When I decide on who to let into my personal life, I make judgments about whether someone is good or bad.
I only want good people close to me.
In my professional life, I rarely try to classify people as good or evil. I prefer to stick to empirical facts rather than weave theories about them.
Sometimes I can’t resist weaving theories about people.
One such person was R. Mordecai Gafni.
I talked to about ten people who knew him and in October of 2004, I wrote a long rambling essay portraying him as a charlatan and a monster.
This was way too easy for me.
I have a tendency to idealize and devalue people. I idolize Dennis Prager as the greatest Jew since the Rambam and I portray Gafni as the biggest creep since the Nightstalker.
Among my flaws, I do have some saving graces, one of which is that I can listen to people.
I can listen to people or I can defend myself but I can’t do both at the same time.
If I avoid getting defensive, I can listen to people such as Marc Gafni who I’ve long regarded with contempt and start to inhabit their world.
So where do I stand today on Marc Gafni? I don’t have any stance. I’ve spent hours talking to him over the past two weeks as I do my best to understand his life story from his perspective. I’ve reverted to journalism.
Yes, deep inside of me, there is a journalist dying to get out.
I am as interested in Marc’s perspective on his life as I am in the views of others who’ve known him.
I hope to pull the facts together one day and tell his story coherently and fairly.
Right now I’m thinking about the make-up of those who defend Gafni and those who oppose him. What separates these two camps?
One striking characteristic of those who supported Gafni (such as rabbis Telushkin and Berman and Shacter-Shalomi) and then dumped him is that they never cared much for the facts.
When they defended him, they never bothered to listen to the stories of the women who said they were ill-treated by Gafni.

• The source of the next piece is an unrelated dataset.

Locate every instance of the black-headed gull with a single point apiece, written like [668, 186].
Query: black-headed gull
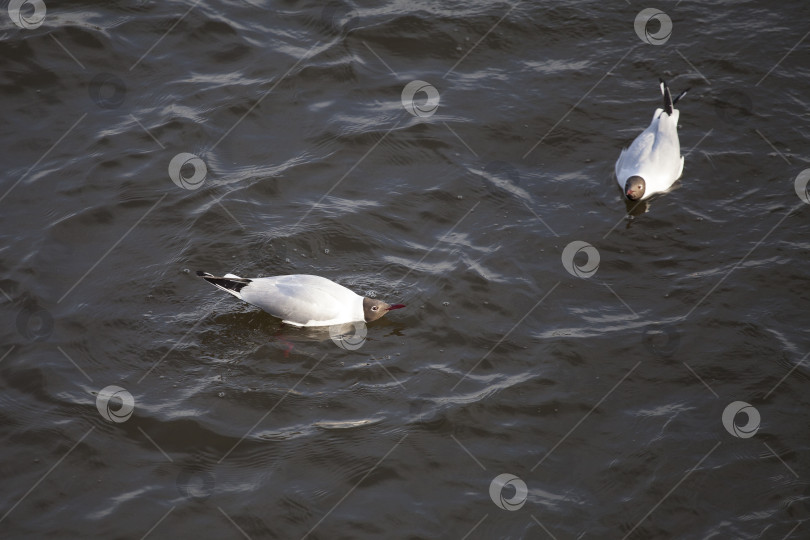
[653, 162]
[302, 300]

Then, when charges came out in 2006 that Gafni was sleeping with many of his staff members at Bayit Chadash, they didn’t bother investigating the charges before dumping Gafni faster than yesterday’s news.
There were at least two dozen rabbis who publicly supported Gafni from 2004-2006, and then almost all of them abandoned him in 2006 without calling Gafni for his side nor doing any fact-checking.
Why?
It seems to me that the rabbis who supported Gafni prior to the Bayit Chadash scandal of 2006 and then dumped him never cared much about the truth. They either cared about Gafni personally or they cared about the values of his story as they understood it.
But empirical truth? Way too many people don’t want to be bothered. They want to look at these cases through ideological glasses.
How many rabbis have sexual scandals of their own? A lot. After the Bayit Chadash scandal of 2006, many of these scandalous rabbis could no longer afford to publicly support Gafni because it might invite scrutiny of their private sins.